Megan Pavlik, staff writer

The youth-oriented non-profit organization Project Footsteps has teamed up with P.R.O. to bring a program to Benilde-St. Margaret’s. The students meet every week to discuss social issues and race in their daily lives.

Although Project Footsteps contacted Benilde-St. Margaret’s two years ago, it wasn’t until Mrs. Lidibette Rosado-Guzmán became diversity coordinator that they began a program at Benilde-St. Margaret’s. “I realized the students needed a new way of looking at the issues of diversity, not in a traditional way, but [more] informal,” said diversity coordinator Ms. Guzmán.

Project Footsteps offers multiple programs that usually last for 1 to 60 days, but they created a special program for Benilde-St. Margaret’s that is flexible due to the school’s changing schedule. “I think that it has been a very successful program. I have over 20 students who come every week from different backgrounds, and they are able to discuss and share all their points of view and learn from each other,” said Ms. Guzmán.

The organization comes to Benilde-St. Margaret’s to initiate discussion about the student’s experiences with race, class, and social issues in their daily lives. “[We get] folks of any age to dive into everything from race, class, poverty, homelessness, but not in a boring ‘let’s talk about the problems’ kind of way. Kids especially feel or are told [not to] talk about [issues] so they don’t offend someone, but if you never talk about it then you’re never going to know,” said leader of the Benilde-St. Margaret’s chapter of Project Footsteps, Mike Jackson.

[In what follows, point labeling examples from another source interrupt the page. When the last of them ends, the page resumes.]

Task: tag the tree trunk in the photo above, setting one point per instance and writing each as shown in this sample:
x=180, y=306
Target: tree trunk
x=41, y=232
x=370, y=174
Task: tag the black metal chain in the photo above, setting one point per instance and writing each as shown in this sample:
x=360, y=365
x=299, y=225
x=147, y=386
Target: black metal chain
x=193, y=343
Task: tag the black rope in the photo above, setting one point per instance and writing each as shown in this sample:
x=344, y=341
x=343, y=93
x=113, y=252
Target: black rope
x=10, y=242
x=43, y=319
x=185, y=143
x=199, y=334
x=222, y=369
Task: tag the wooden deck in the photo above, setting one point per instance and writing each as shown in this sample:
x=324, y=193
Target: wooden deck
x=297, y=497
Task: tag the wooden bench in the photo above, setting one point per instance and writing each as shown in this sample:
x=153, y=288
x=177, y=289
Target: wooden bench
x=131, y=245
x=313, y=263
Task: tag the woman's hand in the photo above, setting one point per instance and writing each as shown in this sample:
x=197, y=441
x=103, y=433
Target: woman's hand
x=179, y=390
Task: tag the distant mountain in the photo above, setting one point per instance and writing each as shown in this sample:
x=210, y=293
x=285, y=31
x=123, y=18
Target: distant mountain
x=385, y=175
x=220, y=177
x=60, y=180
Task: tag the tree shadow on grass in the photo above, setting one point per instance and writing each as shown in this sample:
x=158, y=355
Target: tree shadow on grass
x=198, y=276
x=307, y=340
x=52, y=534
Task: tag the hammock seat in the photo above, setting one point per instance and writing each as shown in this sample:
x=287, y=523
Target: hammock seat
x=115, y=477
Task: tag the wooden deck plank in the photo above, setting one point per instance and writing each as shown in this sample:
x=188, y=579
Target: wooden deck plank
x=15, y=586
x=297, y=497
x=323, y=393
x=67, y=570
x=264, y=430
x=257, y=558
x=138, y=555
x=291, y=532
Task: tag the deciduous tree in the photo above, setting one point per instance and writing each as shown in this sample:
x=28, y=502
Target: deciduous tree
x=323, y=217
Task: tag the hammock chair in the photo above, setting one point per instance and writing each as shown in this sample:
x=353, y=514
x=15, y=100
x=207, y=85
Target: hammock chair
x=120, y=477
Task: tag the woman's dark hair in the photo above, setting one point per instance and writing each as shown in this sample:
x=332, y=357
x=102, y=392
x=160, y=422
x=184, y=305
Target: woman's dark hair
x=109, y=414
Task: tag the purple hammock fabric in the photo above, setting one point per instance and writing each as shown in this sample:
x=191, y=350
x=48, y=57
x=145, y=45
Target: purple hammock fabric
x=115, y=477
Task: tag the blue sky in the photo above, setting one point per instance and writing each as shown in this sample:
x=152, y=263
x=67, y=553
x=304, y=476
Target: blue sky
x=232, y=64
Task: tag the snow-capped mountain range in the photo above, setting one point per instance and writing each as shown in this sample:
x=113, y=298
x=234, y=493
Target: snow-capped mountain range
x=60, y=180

Using activities like scavenger hunts to get the kids engaged and ending with discussion, the goal of Project Footsteps is to get the students involved in social issues. “[We work to] provide these environments where no one can imagine what the end conversation could be, they just find themselves in it. It’s all about getting young people to dive into what’s going on [socially], and how they are personally connected, and [then saying] this is how I’m going to take action,” said Jackson.

Project Footsteps was started five years ago by University of Minnesota college students Kyle Rucker and Mike Jackson. The organization’s office is located in Minnesota, but its programs spread nationally two years ago. “[Our goal is to] inspire, empower and prepare youth and communities to be change agents, social leaders, and volunteers,” said Jackson.

Project Footsteps has been involved at Benilde-St. Margaret’s since November. They meet every Thursday from 2:45 till 4 p.m., and anyone can come no matter their ethnic background. “It’s fun. You hang out with people you normally wouldn’t hang out with,” said ninth grade group member Dasia Davenport.